Shine Not Burn

He studiously avoided looking in my direction, acting like he was very busy with adjusting mirrors and checking for traffic. He didn’t respond either.

I had my work cut out for me. Mack was my captive audience, unable to avoid me whether he liked it or not. Now I just had to get him to talk. My heart was pounding and the adrenaline was rushing into my blood stream. Everything in me was telling me to run back home and forget this ever happened, except that one little part of my brain that said we needed to get this over with. Before Bradley showed up. Before my life completely imploded. I was already looking at the nightmare of canceling a wedding and sending back a pile of gifts. Luckily, I had a feeling Ruby wouldn’t mind helping me clean up that part of my mess. She’d probably throw a break-up party in Bradley’s honor. The question I still hadn’t even begun to answer was what I was going to do with myself after it was all over. Something told me life according to Andie’s Lifeplan wasn’t going to be enough anymore.

I did a fake cough to get the ball rolling. “So … we were supposed to meet this morning at nine to talk. I get the feeling you’re avoiding me.” Oh good! Right out of the gate just confront him like that! Smooth move, Ex-Lax Andie. I wanted to slap myself in the forehead for being so confrontational. This was no way to get anywhere with Mack. He was too proud for that. The only reason I was sitting in his truck was because his mother had made him take me.

He pulled out of the parking lot and onto the main street. “I’m not avoiding you. I’m actually doing the opposite, but since you can’t read my mind, I’m not surprised you misunderstood.”

“You could have said something.” I had to hold back the pout that wanted to take over my face. Mack always seemed to have this effect on me where I forgot I was a professional businesswoman who should have been above the sillier emotions like disappointment and bruised feelings.

“You were sleeping, and you’d had a hard day. I decided it would be kinder to leave you there rather than wake you up just to give you a message.”

“I’ll bet you have paper and pen at your house. You could have left me a note.”

“Too impersonal.”

I shook my head in disbelief. “And disappearing without saying anything isn’t?”

A tiny smile snuck out before he could hide it.

I pointed at his face. “What was that?”

“What was what?”

“That smile! I saw you smile, don’t try to hide it. You like this, don’t you?”
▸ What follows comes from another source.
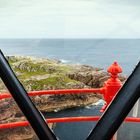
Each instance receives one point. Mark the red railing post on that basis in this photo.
(112, 85)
“Like what?” He was all innocence.

“Like torturing me, that’s what.” I was grumbling now. I’ve never felt so out of my element and at a disadvantage as I did now. I hated myself for being such a wiener. If we were in the courtroom, I’d have Mack on his knees and the judge shaking his head in pity. But in this truck, wearing his mother’s slippers and my former dorm-wear, I was the one being made a fool of. And the saddest part was, I was doing it to myself.

He said nothing to deny it. His tiny smile slid away to make his expression once more unreadable.

We drove in silence for a while, my stress elevating with every passing mile until I couldn’t take it anymore. “Listen, all joking aside, I have to talk to you. It’s really important.”

“So talk. I’m sitting right here.”

“I really need you to sign those papers.”

“No.”

I huffed out a big breath of frustrated air. I’d been expecting a run-around but not a flat out refusal. Time to change tack … “You don’t love me, Mack.”

“How do you know who I love and who I don’t love?”

“You don’t even know me! How can you possibly love me? That’s just … stupid. Asinine, even.”

He glanced at me, his expression dark. “I know you better than you think I do.” His brows turned down as he focused on the road, and his hands tensed on the wheel.

“Oh, yeah? I doubt it.” No one knew the real me. Not even Bradley. People who said you needed to be yourself when you were with your soulmate didn’t know the real me. If they did, they might change their perspective on that little happy thought. Some things were just better left unsaid, and some pasts are just better left behind.

“Okay, how about this … I know you grew up in the northeast and your father left when you were very young. I know your mother dated a bunch of men who were big partiers, before moving in with one who eventually abused her. I know you feared for your lives for years, and finally convinced your mom to leave him when you were in high school, but that she went back to him right before you started college. I know he almost killed her once and you saw the whole thing happen.” He paused and looked at me for a few seconds. “How am I doing so far?”